RIP MCA

Je pensais juste devoir supporter l’angoisse du second tour ce Week-End jusqu’à ce que j’apprenne la mort d’Adam Yauch, un des trois Beastie Boys à l’âge de 48 ans.

Cet énorme perte a étouffé l’enjeu présidentiel (mais demain ça repartira de plus belle) dans mes préoccupations du moment. Si je devais résumer les deux groupes qui m’ont le plus influencé et marqué musicalement, il y aurait les Beatles et les Beastie Boys. Etonnant de constater la similitude de nom….

 

Il y a trois ans, à l’annonce de son cancer des glandes salivaires, du report de l’album, j’avais déjà envisagé la fin du groupe. Mais depuis les nuages noirs avaient semblé se dissiper. L’album était sorti avec ses clips toujours aussi originaux et ses petites pépites.

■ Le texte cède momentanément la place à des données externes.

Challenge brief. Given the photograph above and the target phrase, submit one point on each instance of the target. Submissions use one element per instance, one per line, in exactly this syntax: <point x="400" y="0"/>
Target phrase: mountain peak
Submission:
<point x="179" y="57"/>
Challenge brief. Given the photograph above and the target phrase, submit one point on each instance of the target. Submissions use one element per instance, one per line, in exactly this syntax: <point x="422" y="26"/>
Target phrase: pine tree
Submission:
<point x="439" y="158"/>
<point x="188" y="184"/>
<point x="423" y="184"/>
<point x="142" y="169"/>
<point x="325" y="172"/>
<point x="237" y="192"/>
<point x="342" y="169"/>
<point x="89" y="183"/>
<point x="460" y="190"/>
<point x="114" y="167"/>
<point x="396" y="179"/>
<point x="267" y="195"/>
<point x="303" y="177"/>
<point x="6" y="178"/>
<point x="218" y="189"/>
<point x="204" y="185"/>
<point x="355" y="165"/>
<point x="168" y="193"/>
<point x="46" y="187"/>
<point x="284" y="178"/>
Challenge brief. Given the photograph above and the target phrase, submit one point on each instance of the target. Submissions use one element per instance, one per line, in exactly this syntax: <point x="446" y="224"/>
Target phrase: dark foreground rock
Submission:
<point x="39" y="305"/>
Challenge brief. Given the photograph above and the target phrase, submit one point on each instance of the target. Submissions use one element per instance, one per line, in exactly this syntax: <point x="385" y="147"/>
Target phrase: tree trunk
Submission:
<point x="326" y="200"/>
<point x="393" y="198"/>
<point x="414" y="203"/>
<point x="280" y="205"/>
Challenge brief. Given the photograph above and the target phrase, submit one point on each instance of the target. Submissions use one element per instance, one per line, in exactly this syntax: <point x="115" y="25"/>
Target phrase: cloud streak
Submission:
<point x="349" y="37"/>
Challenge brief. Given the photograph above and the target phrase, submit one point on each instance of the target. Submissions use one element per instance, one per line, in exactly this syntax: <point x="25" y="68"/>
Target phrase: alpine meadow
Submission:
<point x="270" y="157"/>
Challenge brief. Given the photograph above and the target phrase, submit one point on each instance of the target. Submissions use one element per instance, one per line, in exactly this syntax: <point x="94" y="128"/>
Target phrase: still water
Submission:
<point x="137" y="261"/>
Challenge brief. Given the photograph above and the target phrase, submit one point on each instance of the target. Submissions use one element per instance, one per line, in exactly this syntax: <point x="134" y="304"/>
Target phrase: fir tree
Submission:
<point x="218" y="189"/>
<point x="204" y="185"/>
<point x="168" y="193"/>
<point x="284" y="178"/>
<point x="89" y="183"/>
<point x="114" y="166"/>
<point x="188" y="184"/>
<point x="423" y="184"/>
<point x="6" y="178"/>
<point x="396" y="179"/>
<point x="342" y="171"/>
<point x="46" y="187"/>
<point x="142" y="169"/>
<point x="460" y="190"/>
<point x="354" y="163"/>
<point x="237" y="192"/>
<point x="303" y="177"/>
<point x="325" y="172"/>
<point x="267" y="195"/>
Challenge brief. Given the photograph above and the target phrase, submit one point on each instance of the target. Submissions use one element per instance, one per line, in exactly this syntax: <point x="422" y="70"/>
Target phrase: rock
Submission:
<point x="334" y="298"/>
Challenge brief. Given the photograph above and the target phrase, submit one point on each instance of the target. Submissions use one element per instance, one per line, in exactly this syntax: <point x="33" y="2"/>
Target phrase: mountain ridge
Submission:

Mais voilà que la faucheuse s’est rappelé à ses bons services emportant MCA. Des trois comparses, c’est celui dont j’appréciais le plus la voix. En opposition à AdRock et Mike D, deux braillards aux voix aigües, Adam Yaunch contrebalançait une voix rauque et sourde.

 

Je suis venu assez tardivement aux Beastie Boys. C’est encore via les Enfants du Rock qu’ils me sont apparus pour la première fois. Je ne garde pas plus de souvenirs que l’image de trois bad boys à la notoriété sulfureuse. Etant peu attiré par le hip-hop ou le rap, je ne retenais que leur nom et guère plus (idem pour Public Ennemy d’ailleurs)

Et ensuite plus rien que dalle. C’est étudiant que j’ai découvert leur musique : l’accès aux chaines musicales, le brassage culturel m’ont fait plonger définitivement.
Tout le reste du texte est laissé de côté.